When elephants fight, the grass suffers.
The treaty that Binti created in the first novella of this trilogy is now over. The tensions between the Khoush and the Meduse erupted into violence again, this time on planet Earth, and her tribe is caught in the middle. Binti hasn’t even had time to process all the new information she’s learned about her heritage (or the new abilities that come with that information); now she has to rescue her Muduse friend Okwu find out if any of her family survived.
The first part of Nnedi Okorafor’s trilogy about a young Himba woman from a far-future Earth won the Hugo award for Best Novella in 2016. The second part was nominated for a Hugo this year. I decided get a head start on next year’s Hugo reading by picking up the final installment, since I’m pretty sure this one will get a nomination as well.
The Binti trilogy has always been told in the places where the ancient and the traditional meets the new and alien. The Himba tribe are famous for mathematical abilities and for the astrolabes they create, and at the same time they keep the customs that the indigenous people of Namibia have kept for centuries. Binti herself travels to another planet still wearing the red clay-based otjize on all exposed skin; she now also uses otjize to cover the crystal-blue tentacles she has in place of braids, a gift of alien DNA from the Meduse.
Meanwhile, her tribe has always looked down on the nearby Enyi Zinariya as desert savages (similar to how many people look down on the Himba) so it was a shock to Binti in the last novella to not only find out that her father comes from a Zinariya family, but the Zinariya themselves have alien DNA, and are in many ways more advanced than any other race on Earth.
The third novella begins with Binti and her new Zinariya friend Mwinyi racing on camelback towards her home (flanked by the wild dogs that Mwinyi is able to communicate with), the site of a vicious Khoush attack. The author paints the scenery in the glowing colors of the desert, in the strange number-based images when Binti uses her mathematical abilities to try to calm herself, and in flashbacks of the Zinariya, showing when the glowing gold aliens arrived on Earth and shared their gifts with the tribe that welcomed them. Binti is having to cope with the latent zinariya abilities that her grandmother brought to life, along with the terrifying visions – which may or may not be real – of her family burning alive after the Khoush attack.
Mwinyi may not have known what we’d find there, but I did. Charred bones. My family was dead. My family was dead. My family was dead…five five five five five five five five five five five.

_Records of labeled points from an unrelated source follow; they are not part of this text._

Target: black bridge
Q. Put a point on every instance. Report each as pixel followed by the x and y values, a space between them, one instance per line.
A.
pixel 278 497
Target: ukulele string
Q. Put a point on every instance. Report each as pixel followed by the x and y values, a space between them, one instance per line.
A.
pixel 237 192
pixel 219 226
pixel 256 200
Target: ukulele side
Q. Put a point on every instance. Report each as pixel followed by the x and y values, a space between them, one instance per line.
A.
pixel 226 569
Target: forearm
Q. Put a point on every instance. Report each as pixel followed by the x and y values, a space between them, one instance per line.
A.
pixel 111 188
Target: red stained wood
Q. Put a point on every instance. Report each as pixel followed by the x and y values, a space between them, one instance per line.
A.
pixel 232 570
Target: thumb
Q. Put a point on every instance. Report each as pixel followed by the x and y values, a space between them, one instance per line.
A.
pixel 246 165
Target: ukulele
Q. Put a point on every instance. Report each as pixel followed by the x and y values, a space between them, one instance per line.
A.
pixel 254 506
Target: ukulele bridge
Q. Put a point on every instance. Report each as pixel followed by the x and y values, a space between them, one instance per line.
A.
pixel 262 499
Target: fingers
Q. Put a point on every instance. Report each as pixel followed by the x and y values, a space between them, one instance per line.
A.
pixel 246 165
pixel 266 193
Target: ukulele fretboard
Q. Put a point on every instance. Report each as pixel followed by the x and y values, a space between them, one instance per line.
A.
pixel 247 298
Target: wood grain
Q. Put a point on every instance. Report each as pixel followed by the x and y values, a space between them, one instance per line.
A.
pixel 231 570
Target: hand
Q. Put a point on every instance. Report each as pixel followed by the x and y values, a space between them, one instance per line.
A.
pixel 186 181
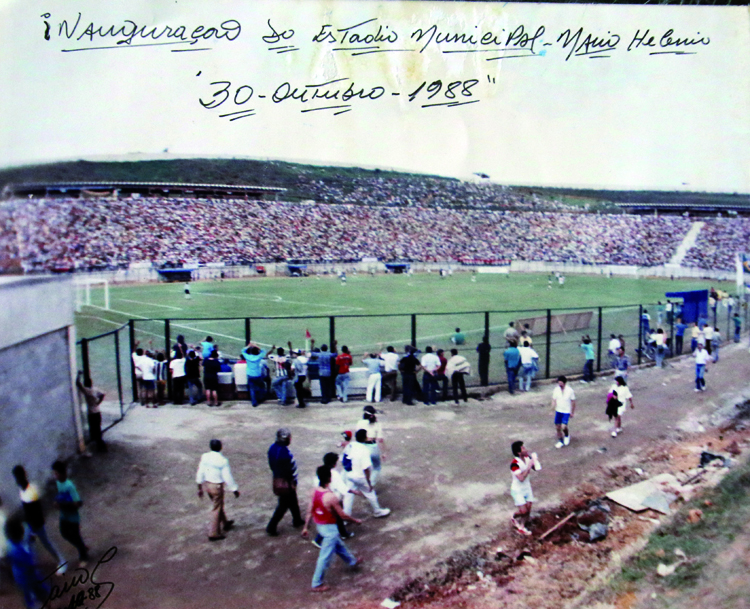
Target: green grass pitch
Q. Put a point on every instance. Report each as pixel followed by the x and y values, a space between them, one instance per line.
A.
pixel 441 304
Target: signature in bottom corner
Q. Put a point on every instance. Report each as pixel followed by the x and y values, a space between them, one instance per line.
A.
pixel 84 590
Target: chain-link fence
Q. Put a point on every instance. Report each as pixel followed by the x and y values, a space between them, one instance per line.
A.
pixel 555 334
pixel 105 360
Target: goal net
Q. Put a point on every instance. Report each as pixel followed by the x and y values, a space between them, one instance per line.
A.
pixel 91 292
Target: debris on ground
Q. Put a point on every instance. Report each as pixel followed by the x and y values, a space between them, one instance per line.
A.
pixel 694 516
pixel 649 494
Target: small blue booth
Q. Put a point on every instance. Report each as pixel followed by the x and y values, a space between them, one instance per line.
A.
pixel 694 306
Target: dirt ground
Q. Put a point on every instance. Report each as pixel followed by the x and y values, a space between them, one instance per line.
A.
pixel 446 479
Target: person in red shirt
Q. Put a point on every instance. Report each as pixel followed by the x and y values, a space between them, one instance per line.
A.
pixel 323 509
pixel 343 361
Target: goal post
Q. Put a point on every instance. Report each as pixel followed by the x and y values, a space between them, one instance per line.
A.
pixel 83 293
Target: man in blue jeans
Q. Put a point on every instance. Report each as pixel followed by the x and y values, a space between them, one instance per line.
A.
pixel 325 372
pixel 512 358
pixel 254 357
pixel 323 509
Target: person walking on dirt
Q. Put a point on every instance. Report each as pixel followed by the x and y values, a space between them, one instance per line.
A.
pixel 33 515
pixel 617 403
pixel 68 501
pixel 520 486
pixel 375 441
pixel 483 349
pixel 213 475
pixel 564 403
pixel 358 466
pixel 324 508
pixel 701 361
pixel 284 469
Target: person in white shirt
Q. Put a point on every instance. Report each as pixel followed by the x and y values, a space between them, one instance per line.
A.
pixel 520 486
pixel 358 466
pixel 147 366
pixel 430 363
pixel 616 407
pixel 527 365
pixel 136 357
pixel 612 348
pixel 701 361
pixel 564 403
pixel 213 475
pixel 456 369
pixel 708 333
pixel 177 369
pixel 373 363
pixel 390 370
pixel 375 441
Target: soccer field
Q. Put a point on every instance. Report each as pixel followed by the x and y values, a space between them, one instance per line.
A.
pixel 371 312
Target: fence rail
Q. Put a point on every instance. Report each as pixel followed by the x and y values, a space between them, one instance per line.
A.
pixel 556 336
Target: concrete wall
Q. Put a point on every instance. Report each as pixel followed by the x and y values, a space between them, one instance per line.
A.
pixel 36 394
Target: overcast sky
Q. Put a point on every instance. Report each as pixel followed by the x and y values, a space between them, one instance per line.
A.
pixel 532 110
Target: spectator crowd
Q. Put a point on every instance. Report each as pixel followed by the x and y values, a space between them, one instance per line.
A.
pixel 68 233
pixel 718 242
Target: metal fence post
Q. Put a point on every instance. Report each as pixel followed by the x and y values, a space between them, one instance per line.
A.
pixel 639 350
pixel 599 343
pixel 671 333
pixel 167 341
pixel 134 381
pixel 549 343
pixel 119 373
pixel 85 359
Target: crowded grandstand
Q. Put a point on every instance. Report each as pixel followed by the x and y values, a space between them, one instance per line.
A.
pixel 408 218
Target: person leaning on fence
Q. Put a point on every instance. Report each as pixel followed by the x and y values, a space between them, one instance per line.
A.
pixel 193 378
pixel 177 372
pixel 440 376
pixel 529 365
pixel 299 363
pixel 588 365
pixel 512 359
pixel 160 372
pixel 390 370
pixel 374 376
pixel 483 349
pixel 457 369
pixel 254 357
pixel 93 398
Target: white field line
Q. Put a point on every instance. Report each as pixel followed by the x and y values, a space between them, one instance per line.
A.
pixel 227 336
pixel 149 304
pixel 279 299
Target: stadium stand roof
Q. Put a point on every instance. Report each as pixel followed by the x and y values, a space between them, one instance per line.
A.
pixel 698 209
pixel 45 189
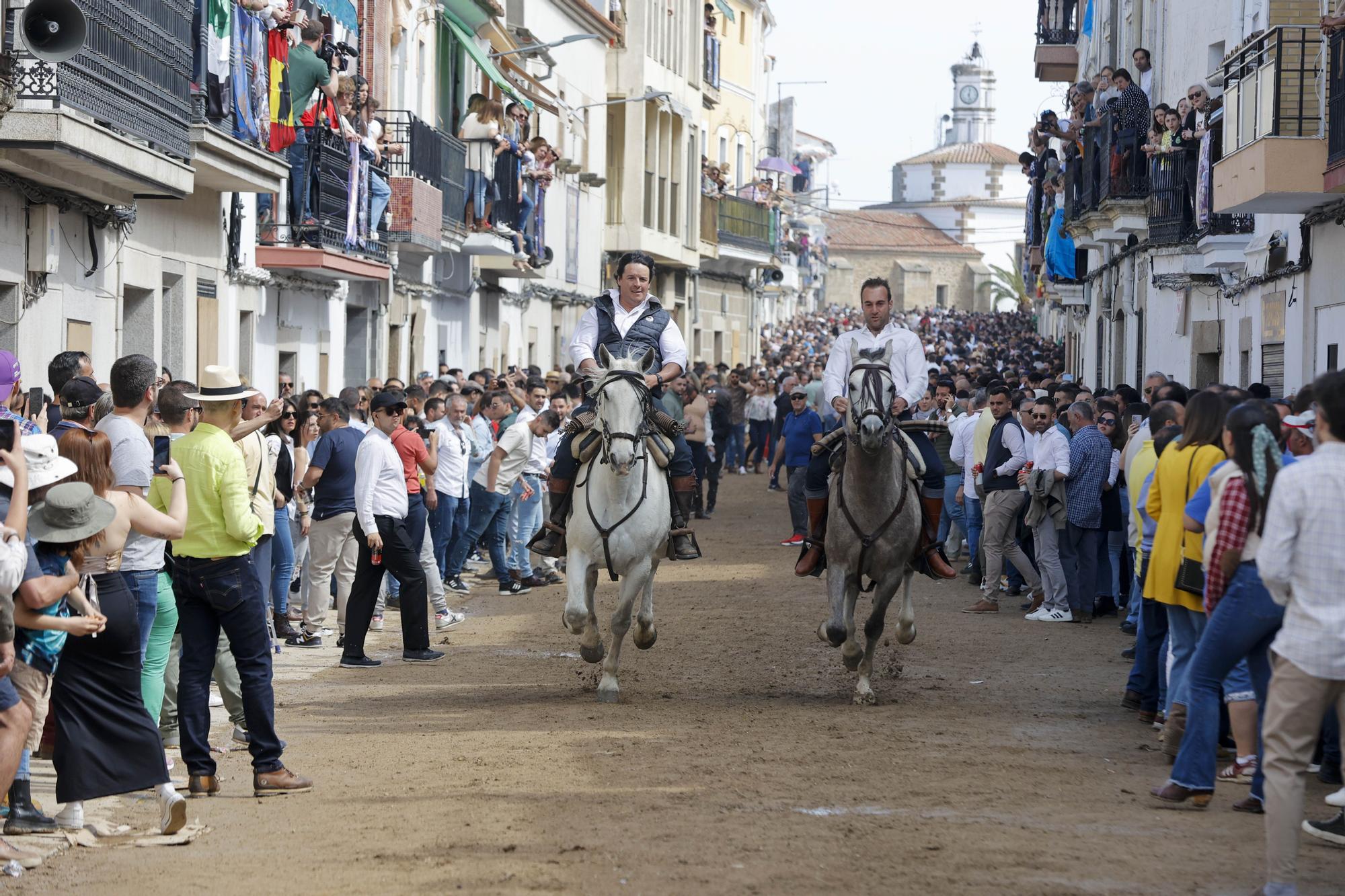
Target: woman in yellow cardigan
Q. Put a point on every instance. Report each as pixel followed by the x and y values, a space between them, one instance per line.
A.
pixel 1180 473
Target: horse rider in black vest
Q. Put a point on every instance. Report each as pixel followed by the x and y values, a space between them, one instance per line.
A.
pixel 627 321
pixel 910 377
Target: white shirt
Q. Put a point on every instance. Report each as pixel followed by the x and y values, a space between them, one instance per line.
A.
pixel 537 459
pixel 1052 451
pixel 455 452
pixel 1303 565
pixel 380 481
pixel 964 451
pixel 909 364
pixel 584 345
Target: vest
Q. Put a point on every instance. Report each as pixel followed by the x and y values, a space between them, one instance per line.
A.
pixel 997 455
pixel 644 334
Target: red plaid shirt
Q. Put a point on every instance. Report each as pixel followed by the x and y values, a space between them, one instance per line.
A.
pixel 1234 513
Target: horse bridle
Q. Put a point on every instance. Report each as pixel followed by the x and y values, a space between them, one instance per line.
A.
pixel 871 392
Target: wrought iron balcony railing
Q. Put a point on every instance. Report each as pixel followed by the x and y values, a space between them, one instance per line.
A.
pixel 132 76
pixel 1056 22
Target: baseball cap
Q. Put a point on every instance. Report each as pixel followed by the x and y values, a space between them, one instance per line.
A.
pixel 80 392
pixel 388 401
pixel 10 369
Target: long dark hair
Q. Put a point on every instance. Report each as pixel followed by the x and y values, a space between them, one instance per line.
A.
pixel 1257 452
pixel 1204 421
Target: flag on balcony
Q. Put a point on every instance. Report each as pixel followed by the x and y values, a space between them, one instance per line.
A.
pixel 282 114
pixel 220 32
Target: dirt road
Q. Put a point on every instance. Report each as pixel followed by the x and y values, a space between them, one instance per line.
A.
pixel 997 760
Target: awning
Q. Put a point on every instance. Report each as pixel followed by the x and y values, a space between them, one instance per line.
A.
pixel 484 61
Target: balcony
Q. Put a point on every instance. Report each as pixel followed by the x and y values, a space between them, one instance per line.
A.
pixel 746 225
pixel 711 80
pixel 338 241
pixel 415 161
pixel 1335 181
pixel 1274 126
pixel 111 123
pixel 1058 36
pixel 231 130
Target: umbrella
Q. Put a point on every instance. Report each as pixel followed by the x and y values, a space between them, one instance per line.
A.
pixel 781 166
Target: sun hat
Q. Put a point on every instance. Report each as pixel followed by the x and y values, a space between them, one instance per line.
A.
pixel 71 513
pixel 221 384
pixel 45 464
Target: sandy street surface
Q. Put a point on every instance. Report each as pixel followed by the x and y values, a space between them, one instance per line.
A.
pixel 997 759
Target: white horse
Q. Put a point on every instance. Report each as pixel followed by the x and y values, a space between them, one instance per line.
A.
pixel 619 518
pixel 876 520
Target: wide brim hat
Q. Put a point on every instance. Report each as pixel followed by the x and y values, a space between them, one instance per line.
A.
pixel 71 513
pixel 221 384
pixel 45 464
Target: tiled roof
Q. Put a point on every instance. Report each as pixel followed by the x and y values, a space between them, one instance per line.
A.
pixel 969 154
pixel 894 231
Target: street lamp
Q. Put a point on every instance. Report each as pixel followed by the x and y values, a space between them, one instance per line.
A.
pixel 535 48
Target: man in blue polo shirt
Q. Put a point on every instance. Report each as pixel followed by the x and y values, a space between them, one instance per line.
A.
pixel 801 428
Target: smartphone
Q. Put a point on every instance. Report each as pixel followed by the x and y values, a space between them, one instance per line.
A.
pixel 161 454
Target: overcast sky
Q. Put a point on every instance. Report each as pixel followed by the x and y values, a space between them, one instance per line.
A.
pixel 887 69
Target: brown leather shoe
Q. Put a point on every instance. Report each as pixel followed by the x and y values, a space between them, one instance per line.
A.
pixel 280 782
pixel 202 784
pixel 1172 792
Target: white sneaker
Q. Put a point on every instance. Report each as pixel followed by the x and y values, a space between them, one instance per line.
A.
pixel 71 817
pixel 173 811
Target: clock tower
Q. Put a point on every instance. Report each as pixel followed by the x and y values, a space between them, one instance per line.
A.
pixel 973 100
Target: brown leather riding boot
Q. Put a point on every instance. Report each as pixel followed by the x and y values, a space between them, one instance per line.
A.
pixel 683 540
pixel 933 563
pixel 812 557
pixel 549 540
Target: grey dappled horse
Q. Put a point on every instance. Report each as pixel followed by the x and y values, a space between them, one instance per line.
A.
pixel 876 520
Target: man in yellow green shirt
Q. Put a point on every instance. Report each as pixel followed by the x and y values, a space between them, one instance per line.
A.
pixel 219 587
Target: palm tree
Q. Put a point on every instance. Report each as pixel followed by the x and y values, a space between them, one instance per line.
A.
pixel 1007 283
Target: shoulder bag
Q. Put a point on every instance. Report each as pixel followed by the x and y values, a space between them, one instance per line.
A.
pixel 1191 573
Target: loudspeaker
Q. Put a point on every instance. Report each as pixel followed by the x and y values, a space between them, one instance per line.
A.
pixel 53 30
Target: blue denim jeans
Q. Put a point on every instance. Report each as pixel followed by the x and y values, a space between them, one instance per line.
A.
pixel 489 518
pixel 145 585
pixel 524 521
pixel 953 512
pixel 282 563
pixel 216 595
pixel 1242 626
pixel 447 525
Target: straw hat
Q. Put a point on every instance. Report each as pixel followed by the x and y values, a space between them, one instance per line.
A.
pixel 221 384
pixel 71 513
pixel 45 464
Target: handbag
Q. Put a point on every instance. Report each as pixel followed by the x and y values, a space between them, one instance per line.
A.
pixel 1191 573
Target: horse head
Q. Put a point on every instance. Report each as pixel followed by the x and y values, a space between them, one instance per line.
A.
pixel 872 393
pixel 621 401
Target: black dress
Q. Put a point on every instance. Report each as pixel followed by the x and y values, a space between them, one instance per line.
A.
pixel 106 740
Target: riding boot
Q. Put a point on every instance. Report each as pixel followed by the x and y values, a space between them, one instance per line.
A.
pixel 549 540
pixel 683 540
pixel 933 563
pixel 812 559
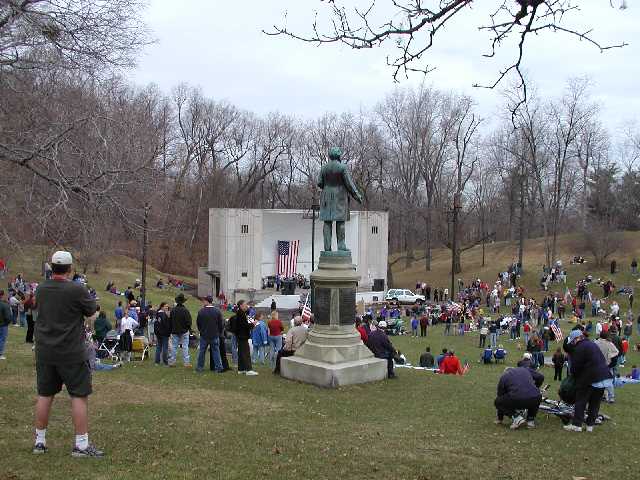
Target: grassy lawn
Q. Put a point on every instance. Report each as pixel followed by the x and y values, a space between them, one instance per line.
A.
pixel 155 422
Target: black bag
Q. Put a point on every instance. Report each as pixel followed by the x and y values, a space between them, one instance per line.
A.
pixel 567 391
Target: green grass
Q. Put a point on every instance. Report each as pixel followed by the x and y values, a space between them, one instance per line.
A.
pixel 163 423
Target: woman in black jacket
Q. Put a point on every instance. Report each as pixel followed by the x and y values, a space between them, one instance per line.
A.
pixel 162 331
pixel 589 368
pixel 241 328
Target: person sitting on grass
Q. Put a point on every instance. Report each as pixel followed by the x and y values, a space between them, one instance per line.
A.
pixel 451 364
pixel 487 356
pixel 414 326
pixel 426 359
pixel 101 326
pixel 381 347
pixel 519 389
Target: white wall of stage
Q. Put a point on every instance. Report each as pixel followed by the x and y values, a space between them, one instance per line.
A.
pixel 243 245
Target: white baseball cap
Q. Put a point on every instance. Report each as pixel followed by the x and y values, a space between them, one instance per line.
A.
pixel 61 258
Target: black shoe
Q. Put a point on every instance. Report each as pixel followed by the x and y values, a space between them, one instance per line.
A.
pixel 90 451
pixel 39 448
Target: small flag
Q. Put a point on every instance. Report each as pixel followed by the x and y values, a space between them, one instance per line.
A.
pixel 288 257
pixel 557 332
pixel 306 310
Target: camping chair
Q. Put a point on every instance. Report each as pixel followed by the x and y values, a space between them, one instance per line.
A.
pixel 110 346
pixel 139 346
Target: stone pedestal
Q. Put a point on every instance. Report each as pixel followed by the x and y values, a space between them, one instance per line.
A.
pixel 333 354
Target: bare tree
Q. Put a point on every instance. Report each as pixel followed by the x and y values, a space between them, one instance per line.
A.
pixel 83 35
pixel 414 27
pixel 465 162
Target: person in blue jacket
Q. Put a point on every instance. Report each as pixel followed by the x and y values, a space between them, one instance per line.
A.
pixel 260 339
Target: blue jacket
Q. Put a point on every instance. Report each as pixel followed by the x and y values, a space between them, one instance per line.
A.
pixel 588 364
pixel 518 384
pixel 260 334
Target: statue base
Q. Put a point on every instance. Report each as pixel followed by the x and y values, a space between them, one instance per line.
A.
pixel 333 355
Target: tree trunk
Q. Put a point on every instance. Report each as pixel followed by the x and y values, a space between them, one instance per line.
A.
pixel 427 249
pixel 409 243
pixel 521 227
pixel 483 233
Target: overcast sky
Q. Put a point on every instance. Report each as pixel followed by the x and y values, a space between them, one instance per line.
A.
pixel 219 46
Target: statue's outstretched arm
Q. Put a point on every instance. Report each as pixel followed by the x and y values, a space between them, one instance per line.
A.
pixel 351 186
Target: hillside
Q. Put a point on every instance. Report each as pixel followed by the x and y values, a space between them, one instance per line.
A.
pixel 118 268
pixel 501 254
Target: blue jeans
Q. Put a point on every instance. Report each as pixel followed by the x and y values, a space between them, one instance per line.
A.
pixel 276 345
pixel 162 349
pixel 214 345
pixel 4 332
pixel 175 341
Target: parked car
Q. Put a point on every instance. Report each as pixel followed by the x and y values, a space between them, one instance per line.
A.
pixel 403 296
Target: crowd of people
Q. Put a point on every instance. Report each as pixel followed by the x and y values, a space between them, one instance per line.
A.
pixel 72 328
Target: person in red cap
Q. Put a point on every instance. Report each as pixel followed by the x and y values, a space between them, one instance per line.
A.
pixel 61 354
pixel 451 364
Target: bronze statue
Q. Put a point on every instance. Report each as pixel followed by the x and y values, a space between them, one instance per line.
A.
pixel 337 185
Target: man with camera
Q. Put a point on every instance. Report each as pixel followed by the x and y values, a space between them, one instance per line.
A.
pixel 61 354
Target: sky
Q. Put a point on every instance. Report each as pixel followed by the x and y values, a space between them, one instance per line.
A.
pixel 218 45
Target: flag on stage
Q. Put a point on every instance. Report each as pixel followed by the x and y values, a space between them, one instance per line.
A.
pixel 288 257
pixel 557 332
pixel 306 310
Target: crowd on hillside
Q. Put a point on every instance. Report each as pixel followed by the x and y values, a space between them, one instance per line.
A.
pixel 248 336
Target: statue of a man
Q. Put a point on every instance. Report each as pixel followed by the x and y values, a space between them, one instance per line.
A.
pixel 337 185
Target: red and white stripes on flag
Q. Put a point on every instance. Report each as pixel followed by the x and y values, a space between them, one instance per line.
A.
pixel 288 257
pixel 557 332
pixel 306 310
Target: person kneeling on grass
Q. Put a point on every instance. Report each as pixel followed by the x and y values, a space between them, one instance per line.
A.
pixel 518 389
pixel 381 346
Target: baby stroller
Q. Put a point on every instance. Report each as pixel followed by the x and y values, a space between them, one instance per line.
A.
pixel 110 346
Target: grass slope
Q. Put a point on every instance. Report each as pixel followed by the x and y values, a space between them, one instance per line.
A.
pixel 158 423
pixel 500 255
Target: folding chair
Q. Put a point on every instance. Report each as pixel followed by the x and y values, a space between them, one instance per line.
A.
pixel 139 346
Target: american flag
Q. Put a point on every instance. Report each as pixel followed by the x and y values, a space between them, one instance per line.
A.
pixel 288 257
pixel 306 310
pixel 557 332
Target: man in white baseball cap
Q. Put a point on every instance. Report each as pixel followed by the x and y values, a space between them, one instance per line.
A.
pixel 61 354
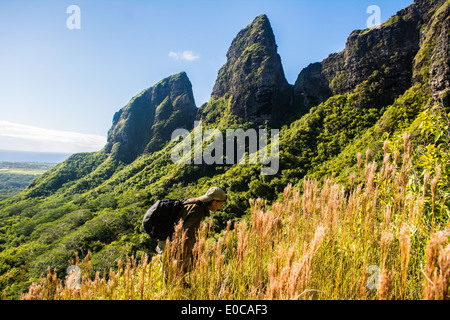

Binti’s family spent a lot of the previous novella telling her how much she’d hurt her family by running away to a university on another planet, how much risk she’d put them into by bringing home a dangerous alien from a race that had been at war with an equally dangerous alien race, by flaunting her strange non-human abilities to the point where the Night Masquerade (which only shows itself to boys) has singled her out.
Now she finds…they were right. The attack by the Khoush wasn’t her fault, but it did happen because of her. If she hadn’t run away to university, made a friend of one of the aliens who slaughtered her classmates, and then brought it to her world, her tribe would never have been caught in the crossfire. It’s an odd tone to have in a futuristic trilogy about learning and adventure, and it adds an extra level to the nightmare, and one more reason for Binti to try to resolve the conflict before any other members of her tribe are killed. And there are no easy answers, because if there’s one thing that every living thing seems to share, it’s that we’re incapable of forgetting that we’ve been hurt – either as a race or an individual – even if we don’t remember the specifics.
“If I ask each of you the reason, you’ll cite different stories from so long ago that the grandchildren of the grandchildren of any possible witnesses are long dead.”
I can’t get into too much more about the story without giving things away; part of the power of this trilogy is that the pacing is completely different from most stories I’ve read, and the plot never went where I was expecting it to. There were times when I wished that these had been novels instead of novellas. There’s so much detail crammed into so little space, it meant many things were never fully explained (astrolabes, Deep Culture, whatever the psionic ability is that lets Binti run electrical currents through objects with her mind). And with less space to draw out the story, some of the climactic moments involved elements that were introduced maybe a few pages ahead of time, which felt a little like someone inventing magic powers just in time to save the day.
But I also wanted more of the setting, more of the characters, more of the weird alien technology, more of the beautiful images and the violence and the joy and the fear of change and the total transformation that happens whether the characters want it to or not.